A metallic rod PQ of length $l$ is rotated with an angular velocity $\omega $ about an axis passing through its mid-point O and perpendicular to the plane of the paper, in uniform magnetic field B, as shown in the figure. What is the potential difference developed between the two ends of the rod, P and Q?

Answer 1

Hint: All the points of the rod move when the rod moves with the angular velocity $\omega $. We can find a relation between angular velocity and the translational velocity along the center of mass. Then use the relation equation to find the potential difference between the ends.
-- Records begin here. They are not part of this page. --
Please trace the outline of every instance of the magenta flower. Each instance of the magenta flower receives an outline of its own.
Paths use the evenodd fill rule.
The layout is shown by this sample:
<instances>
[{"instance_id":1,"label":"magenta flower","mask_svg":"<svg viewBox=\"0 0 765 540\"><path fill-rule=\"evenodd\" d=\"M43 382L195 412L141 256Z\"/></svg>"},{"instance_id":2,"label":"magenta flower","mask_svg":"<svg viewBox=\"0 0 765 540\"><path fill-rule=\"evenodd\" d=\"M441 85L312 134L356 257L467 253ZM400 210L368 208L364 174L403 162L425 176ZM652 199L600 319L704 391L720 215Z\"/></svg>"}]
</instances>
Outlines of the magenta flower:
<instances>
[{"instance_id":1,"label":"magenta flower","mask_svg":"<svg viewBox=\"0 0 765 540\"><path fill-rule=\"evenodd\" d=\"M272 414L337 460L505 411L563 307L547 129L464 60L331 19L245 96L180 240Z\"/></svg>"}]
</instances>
The rod is rotating along the axis through the midpoint of the rod, perpendicular to the length, therefore divide the rod into two parts, calculate the magnitude of the emf for both the parts and finally calculate the potential difference between two ends.

Complete step by step solution:
Step 1: In the above figure a rod PQ of length $l$ is kept in a magnetic field $\overrightarrow B $. When the rod is rotated along the axis passing through the midpoint of the rod, then some emf will induce in the rod. Now let us split the rod and think about the OP part of the rod of length $\dfrac{l}{2}$ . The center of mass of the OP part of the rod is in the middle of O and P. Therefore, the distance of the center of mass is $\dfrac{l}{4}$. Now express the relation between angular velocity and the translational velocity of the rod.
\[\therefore {v_t} = \omega \times \dfrac{l}{4}\]…..equation(1).
Step 2: we can calculate the potential difference between O and P. express the formula for the potential difference between two ends of the rod
\[\therefore \left| {{V_P}} \right| = B{v_t}L\]
Where $B$ is the magnetic field, $L$is the length of the rod which is $\dfrac{l}{2}$ for OP.
Now substitute the value of ${v_t}$ from equation 1 and $\dfrac{l}{2}$ for $L$ .
$\therefore \left| {{V_P}} \right| = B \times \omega \times \dfrac{l}{4} \times \dfrac{l}{2}$
$ \Rightarrow \left| {{V_P}} \right| = B \times \omega \times \dfrac{{{l^2}}}{8}$
Therefore, the magnitude of the potential difference between O and P is obtained above.
Step 3: Now if you see the figure carefully you will find that all the conditions for the other part of the rod OQ and OP are the same. Therefore the magnitude of the potential difference between O and Q will be the same as between O and P.
$\therefore \left| {{V_Q}} \right| = B \times \omega \times \dfrac{{{l^2}}}{8}$
Step 4: Now calculate the potential difference between P and Q.
$\therefore {V_{PQ}} = {V_Q} - {V_P}$
$ \Rightarrow {V_{PQ}} = B \times \omega \times \dfrac{{{l^2}}}{8} - B \times \omega \times \dfrac{{{l^2}}}{8}$
$ \Rightarrow {V_{PQ}} = 0$

Hence the potential difference between P and Q will be zero.

Note: The potential difference induced by the rotation in a magnetic field may vary if the axis of rotation is not in the mid of the ends, the metallic rod is not uniformly thick, the magnetic field is not uniform, etc. in the relation between angular velocity and translation velocity the distance will vary for each point on the rod but eventually when we will calculate the potential difference between P and Q the result will be the same.